A Game By: Jam-alade
This is a demo for a game I’ve been making for a bit but spent a bit too much time on. So, I’m putting it up as a demo and taking a break from to try and put my brain back into gear before coming back to it. What is here is the core of the game, just without the polish it needs to be a complete experience.
Mushroom Game is made of three levels that together create a picture of the changing life cycles of a generic mushroom forest. You start as the mycelial network living underground in a beneficial relationship with a specific type of tree (based off a pine). After this, you go above ground and play as a pig that explores the forest and is hunting for mushrooms to eat. Finally, you play a human foraging for mushrooms with a pig to later sell. These three perspectives are to show the changes of life cycles in a human-disturbed forest and explore how changes we make effect the wider environment.

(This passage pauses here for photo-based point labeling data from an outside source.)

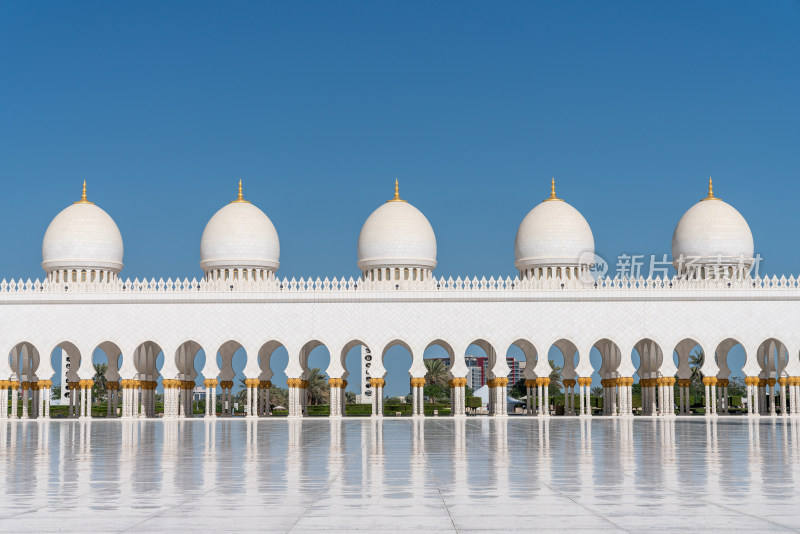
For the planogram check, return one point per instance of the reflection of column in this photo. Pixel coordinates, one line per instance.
(266, 386)
(377, 396)
(4, 400)
(502, 396)
(24, 386)
(343, 398)
(529, 388)
(213, 383)
(252, 396)
(586, 383)
(336, 391)
(493, 398)
(14, 386)
(569, 396)
(782, 383)
(460, 468)
(209, 466)
(111, 403)
(459, 406)
(337, 459)
(376, 456)
(86, 392)
(296, 394)
(417, 396)
(755, 393)
(499, 455)
(543, 401)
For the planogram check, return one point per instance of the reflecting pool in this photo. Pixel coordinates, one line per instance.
(438, 474)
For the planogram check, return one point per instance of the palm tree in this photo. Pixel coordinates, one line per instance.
(696, 361)
(278, 397)
(318, 391)
(436, 372)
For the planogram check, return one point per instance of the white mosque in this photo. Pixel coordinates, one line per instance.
(554, 299)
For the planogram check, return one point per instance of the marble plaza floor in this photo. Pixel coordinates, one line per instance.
(436, 475)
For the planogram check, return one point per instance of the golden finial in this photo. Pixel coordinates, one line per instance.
(396, 192)
(240, 198)
(553, 191)
(710, 190)
(83, 196)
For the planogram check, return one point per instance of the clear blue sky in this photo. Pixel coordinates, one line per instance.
(162, 107)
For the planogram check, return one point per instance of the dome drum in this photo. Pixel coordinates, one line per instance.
(396, 243)
(239, 243)
(712, 240)
(552, 240)
(82, 244)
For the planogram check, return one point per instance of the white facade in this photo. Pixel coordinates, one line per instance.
(134, 321)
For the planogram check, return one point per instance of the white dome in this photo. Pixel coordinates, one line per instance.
(82, 236)
(712, 231)
(239, 236)
(396, 235)
(553, 233)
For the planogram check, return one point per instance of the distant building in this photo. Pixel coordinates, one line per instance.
(478, 367)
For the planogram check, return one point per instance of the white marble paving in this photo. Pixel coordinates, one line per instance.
(436, 475)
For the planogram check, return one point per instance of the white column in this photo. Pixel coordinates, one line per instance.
(756, 411)
(529, 384)
(249, 405)
(502, 396)
(24, 389)
(335, 385)
(4, 400)
(782, 384)
(14, 401)
(214, 400)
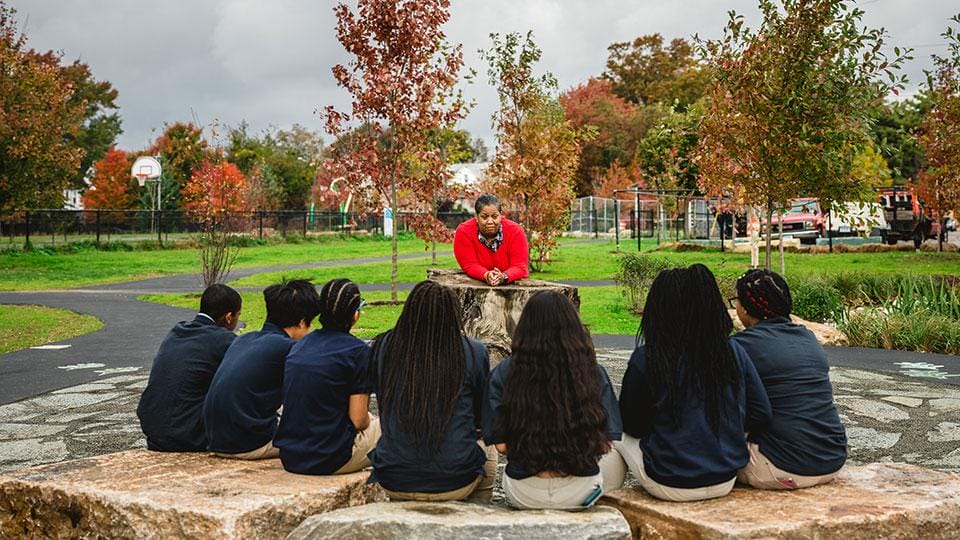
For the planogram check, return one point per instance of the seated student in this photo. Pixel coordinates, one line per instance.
(326, 426)
(490, 247)
(171, 407)
(240, 412)
(689, 393)
(551, 409)
(805, 443)
(430, 381)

Now, there is a lot of themes and connecting tissue between levels that are not complete or even present. This is the core of why I consider the game incomplete, although there is a lot of player feedback and other basic features that need to added still. Just based off what is in the game presently, the broad ideas I mentioned earlier are hard to see, let alone the somewhat more nuanced stuff I’m going for.
For one, between the first two levels I want to add a scene of the forestry industry felling all the larger, old-growth trees that the mycelial network can’t live with. This leaves more room and sunlight for the faster growing pines which in turn increases the ability for the mycelial network to expand. I find this extremely important to the game as it is the main moment of change in this life cycle. I would also emphasise this change more by having a soundscape that changes; from a healthy sounding environment with birds and insects all over to a reduced environment with just wind and some pigs. This is unrealistic, but showing this change like this should emphasise the change that has occurred.
I also want to increase the presence of pigs in the world instead of there just being the one. With the impact of forestry on this forest there was a decline in many creatures, but the presence of the mycelial network has blossomed which in turn increases the pig population. This compares the idea of destruction from human interaction with the idea of how environments change and adapt to keep existing. And from this change, humans now have land prime for foraging mushrooms, another way to survive and make a living. This however creates more exploitation of the environment by using pigs to find the mushrooms. The way environments change is complicated and often end up beneficial to humans even by mistake. We change it so much and then take advantage of this new state even further.
The final addition would be a sort of epilogue that tries to explore the idea of preserving the environment as it is now. Fire prevention is a surprising aspect of this where we manage foliage, do controlled burns in specific places, and so much more. This is seen to be good, and yeah, it is broadly speaking. Except these environments expect these fires and use them to maintain itself. Old-growth trees are typically more fire resistant than pines. The pines grow and encourage the mycelial networks which feed the soil and let trees grow more easily. As fires come through, the pines burn leaving more space for old-growth to start growing in the more fertile soil from mushroom and fire. This old-growth then takes over more of the forest and relegates pines to smaller areas where they can’t take over the land.
Even in this changed state of all pines, the forest can still eventually return to what it once was. Instead, due to our need for the mushroom foraging and the ideas of keeping environments as they are as a for of environmentalism, we protect the forest as it is and prevent fires perhaps more than we should (not that bushfires aren’t horrible, especially with the climate crisis making them more common and more dangerous, but that is out of scope here).
And this provides more thought to what preservation is. Although we have drastically changed what this forest is, should we preserve this current forest with its new environmental interactions that we benefit from and can live in harmony with, or should we let it run its course and return to what it was? That’s what I’ve been trying to go for anyway.
I did mention earlier that I just need a break from this project before I come back to it, and I do want to come back to it. I really like what I’ve done with it so far and it is really far along all things considered. The ui does need work as I am trying for it to be much less intrusive, there are not enough sounds or animations in yet leaving it feeling empty, and there is plenty of player feedback and game feel to improve upon (I already have more feedback from a friend with changes that are going to improve it a lot). The problem is that I’ve put too much pressure on myself for this to be a game that I actually finish, and that has gotten to me. I am still gathering my understanding of how I work and how to best accommodate this, so I need a break from this for now until I ease off the pressure I’ve placed on myself. Putting it out there does feel good though, like a mini cap-off that presents itself like a finish for now because it is playable, and I find it pretty enjoyable too.